Tony Rayns (Il Cinema Ritrovato): ""Alongside Wenhua, The Peak Film Industries Corp (aka Kunlun) energised Shanghai film culture in the late 40s / early 50s with a string of social-realist melodramas which combined Borzage-like pictures of romantic tribulations with covert political activism. Several Peak projects had been vetoed by Kuomintang censors when the company’s head writer Yang Hansheng and writer-director Shen Fu, both leftist veterans of 30s cinema, came up with Wanjia Denghuo. Shot in the studio but with vivid documentary inserts of life on Shanghai’s streets, the film focuses on the plight of the emerging middle class. As the title suggests, the Hu family is seen as representative of thousands of others."

"It starts with positive images – domestic bliss, a well-run company, happy good-time girls on the make – but soon hints at dark shadows: hyper-inflation strains the household budget, the press reports rumours of business chicanery, and a letter brings news of starvation in the countryside. By the time that a large crowd of relatives from the home village arrives to stay in the cash-strapped Hu household, a tide of familial and financial disasters is let loose: unemployment, duplicity, rage and miscarriage beset Hu Zhiqing (Lan Ma, excellent) and those around him. The ending points up an obvious political moral (solidarity is the answer!), but the lively mise en scène maintains a certain dramatic tension – and delivers a rather fine montage of delirium in the closing reel." Tony Rayns

AA: A devastating family story from contemporary Shanghai: relatives in the countryside have heard that the Hu family is living in a big house in the big city, but when they arrive they realize that the Hu couple is living in a little room in a big block. The extended family is on the point of breaking many times, but they always finally decide to stay together.

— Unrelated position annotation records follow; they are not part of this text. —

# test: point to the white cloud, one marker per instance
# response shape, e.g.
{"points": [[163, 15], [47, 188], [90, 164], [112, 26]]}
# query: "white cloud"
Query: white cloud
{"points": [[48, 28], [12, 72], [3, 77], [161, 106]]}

The clash of the country folks and the city folks gives material to many moments of comedy and tragedy. At the same time there is a generation clash and a clash between tradition and modernity.

The father of the Hu family is an honest man who gets to suffer for his character. "Are you so naive that you think it pays to be honest?" But he cannot be otherwise. It's all downhill after he gets unemployed yet has more mouths to feed. Even a new baby is on its way, but there is miscarriage.

The most formidable character in the movie is the old mother (see image above). There is a sense of matriarchy in this family saga.

A recurrent plot motif in Shanghai cinema seems to be that a poor person brings a rich person's lost wallet back to him and is beaten for that. That also happens to Hu when he is experiencing a nadir of poverty. After that he becomes a victim of hit and run, by his former boss who has fired him, of all people.

An ok print which occasionally betrays the duped quality of its sources.